Video: this is a 2,000hp, twin-turbo Audi R8 that'll eat its own axles
Rob meets high-horsepower tuner Tony Palo of T1 Race Development, and gets a lesson in building ridiculously fast street cars
A spin through Dallas, Texas (where we met the NASROD in episode 2) wouldn’t be complete without stopping in at T1 Race Development. A legend among the big-horsepower crowd, proprietor Tony Palo got his start tuning Hondas, but has made his name wringing neck-straining thrust from R35 Nissan GT-Rs.

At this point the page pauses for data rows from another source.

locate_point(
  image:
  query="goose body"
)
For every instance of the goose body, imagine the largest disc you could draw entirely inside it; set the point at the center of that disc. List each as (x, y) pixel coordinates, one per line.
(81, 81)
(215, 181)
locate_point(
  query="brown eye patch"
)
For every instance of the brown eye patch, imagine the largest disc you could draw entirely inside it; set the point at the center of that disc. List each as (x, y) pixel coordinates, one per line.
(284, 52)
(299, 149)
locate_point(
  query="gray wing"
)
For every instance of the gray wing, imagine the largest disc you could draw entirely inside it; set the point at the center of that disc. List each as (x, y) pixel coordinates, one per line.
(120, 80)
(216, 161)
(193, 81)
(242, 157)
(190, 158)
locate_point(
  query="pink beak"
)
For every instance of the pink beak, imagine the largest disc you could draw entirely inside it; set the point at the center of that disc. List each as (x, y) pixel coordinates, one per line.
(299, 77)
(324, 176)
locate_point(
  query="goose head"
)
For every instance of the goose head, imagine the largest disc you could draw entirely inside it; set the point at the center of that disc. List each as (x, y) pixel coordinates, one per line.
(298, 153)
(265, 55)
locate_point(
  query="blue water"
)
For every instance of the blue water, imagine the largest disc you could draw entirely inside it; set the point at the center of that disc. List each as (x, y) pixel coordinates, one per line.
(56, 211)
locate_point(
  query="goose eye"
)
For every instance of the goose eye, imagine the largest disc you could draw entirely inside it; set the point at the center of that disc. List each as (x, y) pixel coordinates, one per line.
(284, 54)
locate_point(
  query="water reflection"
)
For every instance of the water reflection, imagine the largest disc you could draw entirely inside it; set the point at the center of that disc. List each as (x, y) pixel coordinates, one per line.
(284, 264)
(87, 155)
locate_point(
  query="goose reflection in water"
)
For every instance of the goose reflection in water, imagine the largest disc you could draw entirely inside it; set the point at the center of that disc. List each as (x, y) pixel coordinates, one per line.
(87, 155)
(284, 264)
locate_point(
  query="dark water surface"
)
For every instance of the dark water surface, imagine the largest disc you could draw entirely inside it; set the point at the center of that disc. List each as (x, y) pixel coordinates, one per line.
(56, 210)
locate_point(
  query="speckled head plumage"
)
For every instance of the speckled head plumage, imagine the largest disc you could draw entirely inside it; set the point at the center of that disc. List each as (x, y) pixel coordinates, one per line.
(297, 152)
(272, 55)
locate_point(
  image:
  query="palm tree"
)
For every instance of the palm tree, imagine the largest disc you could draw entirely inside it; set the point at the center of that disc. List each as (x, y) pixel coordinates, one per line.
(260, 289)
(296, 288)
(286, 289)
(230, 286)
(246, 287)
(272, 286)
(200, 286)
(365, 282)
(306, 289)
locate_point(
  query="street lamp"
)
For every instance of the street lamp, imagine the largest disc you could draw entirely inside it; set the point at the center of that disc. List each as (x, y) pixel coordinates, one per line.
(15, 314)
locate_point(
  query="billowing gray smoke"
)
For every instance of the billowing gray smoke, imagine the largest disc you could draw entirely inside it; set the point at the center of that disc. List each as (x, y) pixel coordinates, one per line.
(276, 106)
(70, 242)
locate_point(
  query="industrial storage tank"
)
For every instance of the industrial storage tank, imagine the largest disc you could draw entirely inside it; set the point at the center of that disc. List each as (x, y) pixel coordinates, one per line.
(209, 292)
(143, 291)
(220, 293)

His own GT-R, a test mule for development, produces somewhere in the range of 2,400 wheel horsepower - 235.6 mph in the half-mile. That’s Bugatti Divo territory (speed limited, but still). What’s more, the “Nightfury” GT-R Palo’s shop built for laser-show entrepreneur George Dodworth is the quickest in the world, at more than 3,000hp and a scorching quarter-mile time of 6.51 seconds at 230 mph.

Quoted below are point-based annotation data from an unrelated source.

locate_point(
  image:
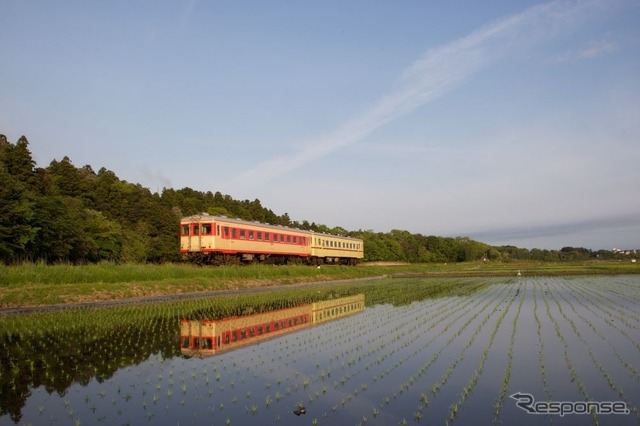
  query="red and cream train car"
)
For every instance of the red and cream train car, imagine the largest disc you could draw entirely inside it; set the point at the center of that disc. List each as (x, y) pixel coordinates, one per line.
(220, 240)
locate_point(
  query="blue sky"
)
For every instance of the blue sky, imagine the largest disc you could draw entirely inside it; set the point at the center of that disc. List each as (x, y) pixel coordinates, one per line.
(516, 122)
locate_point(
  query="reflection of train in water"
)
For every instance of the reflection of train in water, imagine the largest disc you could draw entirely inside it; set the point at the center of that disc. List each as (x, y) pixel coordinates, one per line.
(209, 337)
(220, 240)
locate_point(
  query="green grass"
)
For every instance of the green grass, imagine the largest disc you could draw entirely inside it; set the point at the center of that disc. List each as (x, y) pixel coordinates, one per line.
(40, 284)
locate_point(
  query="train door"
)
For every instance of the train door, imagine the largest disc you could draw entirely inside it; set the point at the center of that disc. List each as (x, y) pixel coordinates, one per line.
(223, 236)
(195, 237)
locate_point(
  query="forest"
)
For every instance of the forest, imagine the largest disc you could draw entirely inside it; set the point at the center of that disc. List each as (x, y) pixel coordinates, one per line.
(64, 213)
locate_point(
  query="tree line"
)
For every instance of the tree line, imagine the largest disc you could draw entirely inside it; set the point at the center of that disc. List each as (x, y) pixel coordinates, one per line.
(64, 213)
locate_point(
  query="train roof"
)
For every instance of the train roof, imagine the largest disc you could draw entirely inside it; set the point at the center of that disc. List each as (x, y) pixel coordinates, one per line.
(202, 217)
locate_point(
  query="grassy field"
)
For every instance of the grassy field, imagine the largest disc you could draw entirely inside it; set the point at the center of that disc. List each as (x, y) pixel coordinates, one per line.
(39, 284)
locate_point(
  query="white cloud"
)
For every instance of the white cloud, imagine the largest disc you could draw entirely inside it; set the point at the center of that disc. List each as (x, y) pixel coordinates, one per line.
(438, 71)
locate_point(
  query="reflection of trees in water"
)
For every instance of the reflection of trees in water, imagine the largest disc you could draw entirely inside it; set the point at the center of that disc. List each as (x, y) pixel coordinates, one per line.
(57, 350)
(59, 359)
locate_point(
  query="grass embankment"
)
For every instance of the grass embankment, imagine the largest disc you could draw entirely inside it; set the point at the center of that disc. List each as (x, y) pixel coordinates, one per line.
(39, 284)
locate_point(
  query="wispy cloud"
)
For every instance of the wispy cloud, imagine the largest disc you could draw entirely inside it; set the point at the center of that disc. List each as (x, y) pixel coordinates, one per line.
(437, 72)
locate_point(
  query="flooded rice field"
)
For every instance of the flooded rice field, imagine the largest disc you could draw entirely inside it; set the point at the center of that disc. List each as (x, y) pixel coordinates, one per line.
(561, 350)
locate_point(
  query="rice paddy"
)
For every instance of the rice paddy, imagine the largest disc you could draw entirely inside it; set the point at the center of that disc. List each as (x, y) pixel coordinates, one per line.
(424, 351)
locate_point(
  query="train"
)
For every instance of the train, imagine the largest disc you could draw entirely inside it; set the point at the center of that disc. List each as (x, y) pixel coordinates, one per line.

Palo's work on Audi R8s may be lesser known, but on episode three in the new series of American Tuned, presenter Rob Dahm gets a few runs in T1’s latest four-rings test car. Palo bought the R8 V10 as a development platform after Motec released a plug-and-play ECU kit. Starting with 500 horsepower, it underwent a series of modifications, including 80mm turbos, which gave the ten-banger the potential for 2,500 horsepower, all while retaining the car’s all-wheel drive capability, drivability and, one might say, Audi-esque comportment.
As an ongoing development project, the R8 hasn’t hit its ultimate power number yet, although Palo’s plan is to push it to the limit and beyond. “There’s still so much potential in these cars," he says about the R8, “both from the power standpoint and getting them dialled in down the track. We’re still working on how best to launch them, and shift them.” Of course, expanding the tuning scope of modern sports cars is a complex calibration exercise, and the T1 team records 850 channels of data during each drag pass, which feed back into development.
Indeed, the R8's journey is not without challenges. “Some kind of a safety trip,” Palo calls out, during a drag pass at around 2,000 horsepower. Indeed, faults are all part of the development process. If you don’t break anything, Dahm says, you’ll never push yourself further.